La noche en Tokio es sumamente colorida, llena de luces por todos lados y espectáculos de calle. Debo acotar en la ciudad practicamente no existe delincuencia, por lo que puedes amanecer perfectamente en cualquier plaza o en la calle y seguirás con todas tus pertenencias.

Por otro lado, Akira continuó con sus intentos por crear una situación que terminara en sexo. Pero eso no iba a pasar, al menos no porque yo lo quisiera así. Cuando comíamos me rozaba la pierna o me miraba extraño, era sumamente incómodo estar de huésped y sentirme así, como que debía retribuirle algo. No es que el tipo fuera feo ni nada por el estilo, sino que esta fue una de esas raras ocasiones donde tuve un ataque de principios morales.

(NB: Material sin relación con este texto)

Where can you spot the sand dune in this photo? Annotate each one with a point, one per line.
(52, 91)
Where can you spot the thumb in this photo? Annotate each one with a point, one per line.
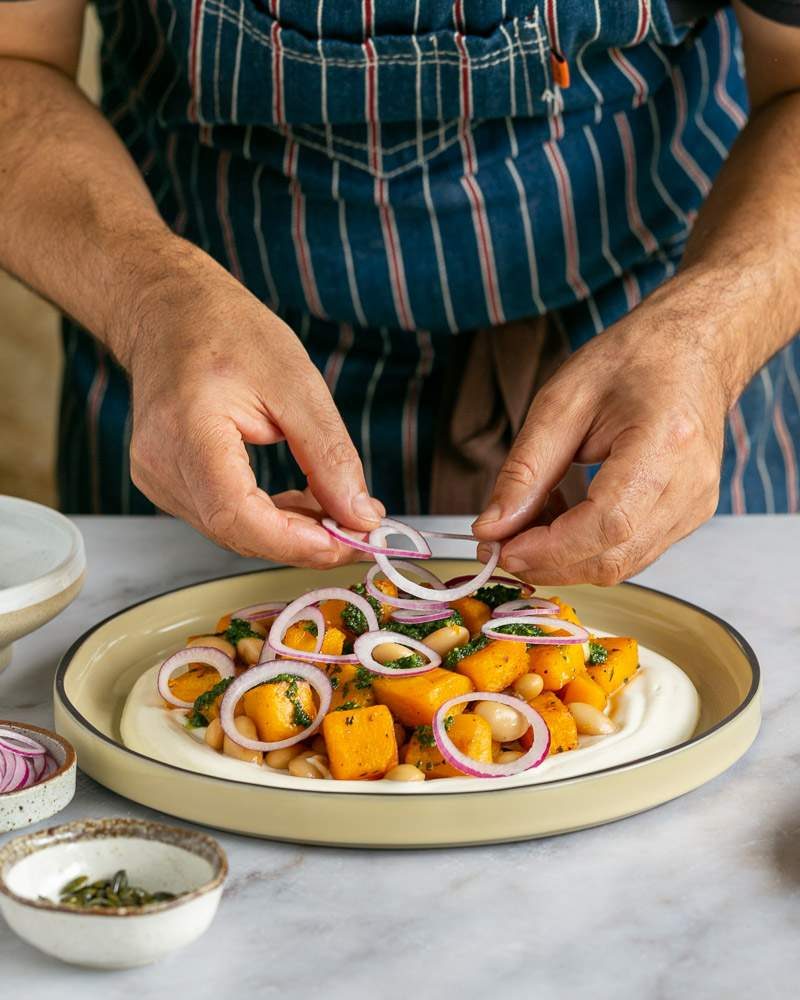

Al tercer día fuimos, entre otros sitios, al museo de la guerra y algunos templos. Son muchos los lugares turísticos donde, para entrar, debes cancelar entrada y demás está decir que estas no son muy económicas que digamos, mis arcas se encontraban diezmadas considerablemente. Me vi obligado a hacer una llamada a casa y decirle a mi madre lo que estaba sucediendo, misma que accedió a liberar dinero de la tarjeta, aunque debía esperar un día para tal cosa.

La noche del tercer día, mientras veía TV solo en la sala, Pablo y Omar decidieron iniciar una sesión amorosa en su habitación, los ruidos alborotaron todo alrededor, incluyendo a Akira. Este niño decidió salir y buscar lo que no se le había perdido mediante miradas lascivas e insinuantes. Tuve que ser directo y lo más franco posible, pues al parecer no había captado el mensaje. "That's not gonna happen", dije con firmeza. Aquella frase cambió por completo el semblante de Akira, acto seguido se dedicó a despotricar en japonés y, cuando me percaté, colocó mi mochila en la puerta de la casa y me dijo que esperaba que saliera de su casa lo antes posible. Yo, Tokio Japón, por demás orgulloso, me dispuse a recoger algunas cosas que estaban aún en la casa. Debido al alboroto Pablo y Omar salieron de su habitación, intentaron mediar con Akira pero no consiguieron disuadirlo. Me disculpé con ambos, me despedí y decidí salir de aquella casa en Shinato Ku. Eran más o menos las 10 de la noche.

Continuará...


Tokio


jueves 10 de julio de 2008

El día que Tokio conoció a Tokio (encuentro de titanes)

Episodio 1: ¿Qué es esto?


Antes de salir del país el viaje vaticinaba ser toda una aventura traicionera, filas interminables, rezar porque me tocara un compañero de viaje amable y medianamente buceable, que la aeromosa no fuera una perra, en fin, las reglas de costumbre. Al abordar me daría cuenta del peor error que puede cometer un viajero: Había olvidado cargar el iPod. A los 20 minutos de encenderlo el aparato pasó a mejor vida. Mi único consuelo serían un Rivotril y un Valium. A dormir hasta París.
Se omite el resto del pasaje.